Ahh... Quaint. Exquisite.

She is shuffling in a pair of cumbersome zori flip-flop sandals. 



Her kimono, long, colorful, and intricately adorned with embroidery, has extra long sleeves that touch the ground when she drops her arms. Her collar is red, and her obi is long and wide.

Our tourist guides explains, She must be on her way from an engagement at an 'ochaya' tea house.

I'm fascinated, staring at her ultra-white face. Way too light, rendering her with a ghostly appearance. Her okiya 'mother' obviously has not heard of, or doesn't really care about, matching her makeup to her skin tone. 

I'll concede, though, that it goes well with the hair. No messy bun for this lady. Hers is a low, flattened chignon that is elaborately decorated with combs and hairpins. 

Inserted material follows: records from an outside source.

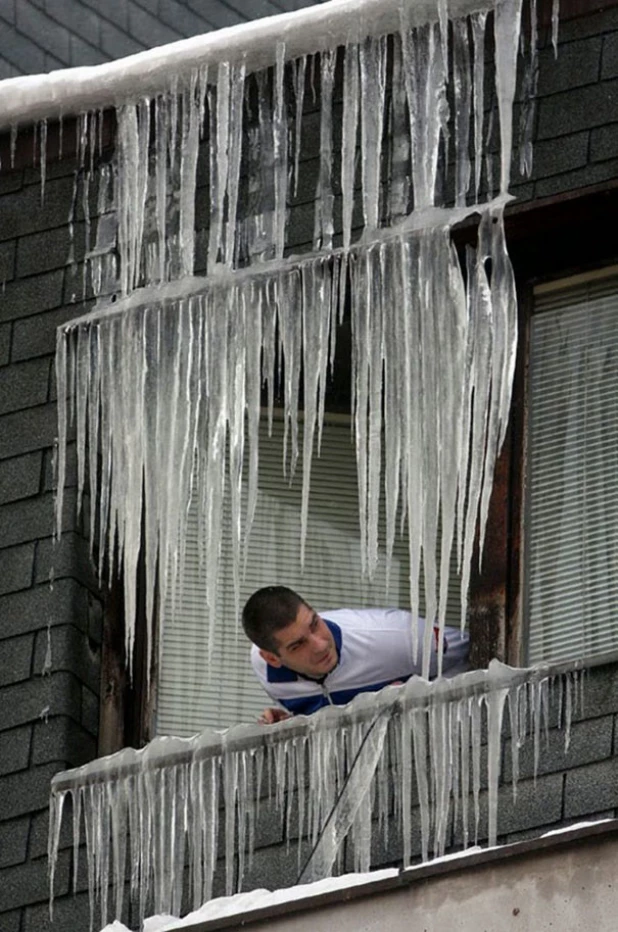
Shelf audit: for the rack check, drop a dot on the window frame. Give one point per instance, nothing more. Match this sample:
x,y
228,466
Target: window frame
x,y
545,244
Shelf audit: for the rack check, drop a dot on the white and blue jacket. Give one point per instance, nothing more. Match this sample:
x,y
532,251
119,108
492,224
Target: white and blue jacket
x,y
374,647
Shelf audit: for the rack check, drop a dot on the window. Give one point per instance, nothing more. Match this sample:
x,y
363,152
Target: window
x,y
195,692
571,516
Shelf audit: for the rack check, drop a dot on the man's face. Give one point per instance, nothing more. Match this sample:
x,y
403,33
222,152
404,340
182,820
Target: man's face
x,y
306,645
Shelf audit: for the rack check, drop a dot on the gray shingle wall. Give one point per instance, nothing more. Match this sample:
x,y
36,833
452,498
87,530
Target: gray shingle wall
x,y
577,129
47,722
43,35
576,118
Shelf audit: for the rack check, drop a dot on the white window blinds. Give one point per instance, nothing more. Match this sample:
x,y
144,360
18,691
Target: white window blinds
x,y
571,520
195,692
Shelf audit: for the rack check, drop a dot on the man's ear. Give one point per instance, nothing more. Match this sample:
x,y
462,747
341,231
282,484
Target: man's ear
x,y
273,659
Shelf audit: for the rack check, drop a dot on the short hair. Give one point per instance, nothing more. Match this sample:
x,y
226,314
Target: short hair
x,y
267,611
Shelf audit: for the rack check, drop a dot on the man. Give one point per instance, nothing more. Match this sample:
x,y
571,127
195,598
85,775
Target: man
x,y
306,661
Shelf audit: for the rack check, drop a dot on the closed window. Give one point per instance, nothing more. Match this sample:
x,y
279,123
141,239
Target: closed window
x,y
571,517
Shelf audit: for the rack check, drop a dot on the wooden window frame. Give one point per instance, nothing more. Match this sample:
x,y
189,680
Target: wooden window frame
x,y
548,240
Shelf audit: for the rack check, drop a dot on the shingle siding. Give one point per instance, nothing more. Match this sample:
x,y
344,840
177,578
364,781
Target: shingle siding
x,y
50,722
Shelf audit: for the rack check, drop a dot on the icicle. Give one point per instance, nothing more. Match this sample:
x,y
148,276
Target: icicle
x,y
43,157
462,90
507,19
280,152
372,62
399,183
478,21
495,700
191,112
530,81
324,200
300,71
349,133
316,313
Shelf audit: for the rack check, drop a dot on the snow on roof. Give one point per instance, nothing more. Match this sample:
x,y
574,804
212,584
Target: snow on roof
x,y
70,91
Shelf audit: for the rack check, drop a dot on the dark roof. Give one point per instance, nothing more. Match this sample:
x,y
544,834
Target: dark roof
x,y
43,35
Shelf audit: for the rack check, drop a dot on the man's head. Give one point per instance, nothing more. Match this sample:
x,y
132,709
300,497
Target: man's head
x,y
288,632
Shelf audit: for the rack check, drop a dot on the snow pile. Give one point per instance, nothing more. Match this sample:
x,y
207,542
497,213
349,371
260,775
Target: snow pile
x,y
410,753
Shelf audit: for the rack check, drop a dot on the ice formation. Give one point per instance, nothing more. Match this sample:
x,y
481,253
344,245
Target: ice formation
x,y
387,762
164,386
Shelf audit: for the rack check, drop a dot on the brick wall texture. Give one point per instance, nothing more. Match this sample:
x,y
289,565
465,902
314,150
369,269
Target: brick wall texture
x,y
49,722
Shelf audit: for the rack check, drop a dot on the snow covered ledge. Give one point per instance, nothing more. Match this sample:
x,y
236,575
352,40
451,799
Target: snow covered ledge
x,y
417,746
28,99
546,882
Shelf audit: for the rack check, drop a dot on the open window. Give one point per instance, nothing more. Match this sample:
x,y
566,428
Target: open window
x,y
199,688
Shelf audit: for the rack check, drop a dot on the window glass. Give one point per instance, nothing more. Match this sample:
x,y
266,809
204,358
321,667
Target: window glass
x,y
571,519
197,690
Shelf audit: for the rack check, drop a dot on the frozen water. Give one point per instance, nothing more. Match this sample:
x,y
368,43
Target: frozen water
x,y
407,753
168,382
165,387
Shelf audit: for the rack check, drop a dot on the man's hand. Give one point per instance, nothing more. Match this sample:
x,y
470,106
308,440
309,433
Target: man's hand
x,y
271,716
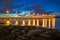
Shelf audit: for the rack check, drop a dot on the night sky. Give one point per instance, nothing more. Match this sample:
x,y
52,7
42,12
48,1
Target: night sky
x,y
30,5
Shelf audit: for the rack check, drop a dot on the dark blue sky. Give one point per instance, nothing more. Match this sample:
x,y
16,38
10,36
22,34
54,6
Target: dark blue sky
x,y
24,5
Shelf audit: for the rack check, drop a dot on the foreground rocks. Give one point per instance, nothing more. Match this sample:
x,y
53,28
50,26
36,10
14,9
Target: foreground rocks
x,y
28,33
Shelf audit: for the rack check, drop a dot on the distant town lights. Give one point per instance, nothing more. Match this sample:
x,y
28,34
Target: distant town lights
x,y
7,11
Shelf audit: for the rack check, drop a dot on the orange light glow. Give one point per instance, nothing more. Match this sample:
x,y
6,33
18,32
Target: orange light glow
x,y
53,22
16,23
37,22
7,11
29,22
23,23
7,22
49,23
33,22
43,23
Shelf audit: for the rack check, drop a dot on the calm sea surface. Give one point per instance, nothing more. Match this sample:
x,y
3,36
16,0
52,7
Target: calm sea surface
x,y
58,23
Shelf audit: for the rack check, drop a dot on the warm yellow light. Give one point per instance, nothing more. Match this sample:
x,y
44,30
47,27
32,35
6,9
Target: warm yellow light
x,y
33,22
29,22
43,23
23,23
16,23
49,23
53,22
7,22
37,22
7,11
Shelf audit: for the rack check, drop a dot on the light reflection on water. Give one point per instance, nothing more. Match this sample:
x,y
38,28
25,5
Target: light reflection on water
x,y
58,23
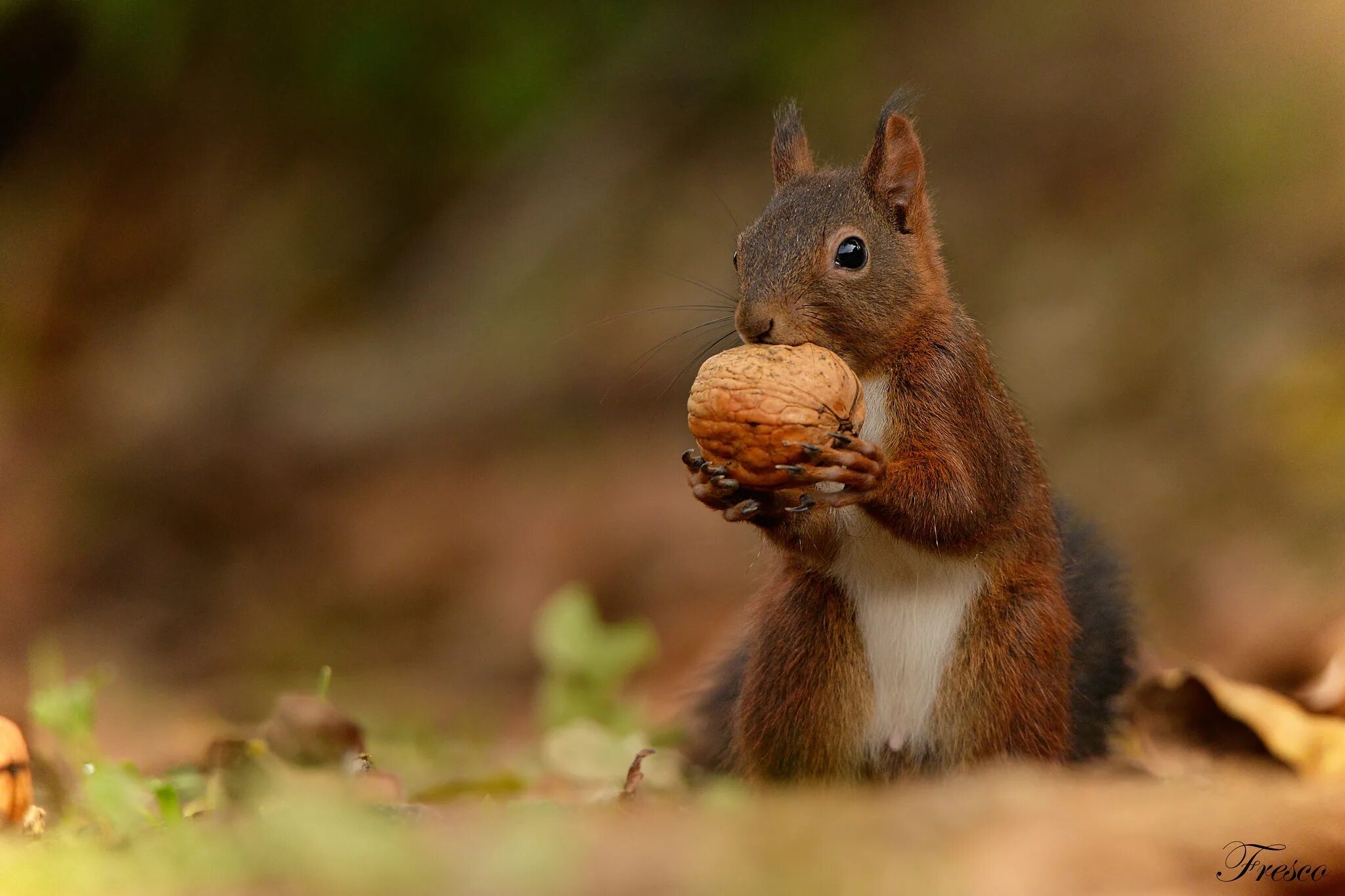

FYI: Have you heard that in order to keep this hairstyle in as perfect a condition as possible, a maiko is unable to use pillows and has to sleep with her neck in a small wooden support?

マジで 
(A Japanese interjection for, Seriously)

In order to become accustomed to this practice, the maiko’s mentor often places rice around the base of the support. If in the morning, rice grains are found in her hair, the maiko knows she has moved her head too much while asleep.

What more can I say? Such is an apprentice's life in Gion.

She flits away like a butterfly. I try to listen to her footsteps, but she has left without a whisper of a sound.

In Gion, there is only the exhalation of the wind and the seasonal sound of a wind-bell in the distance.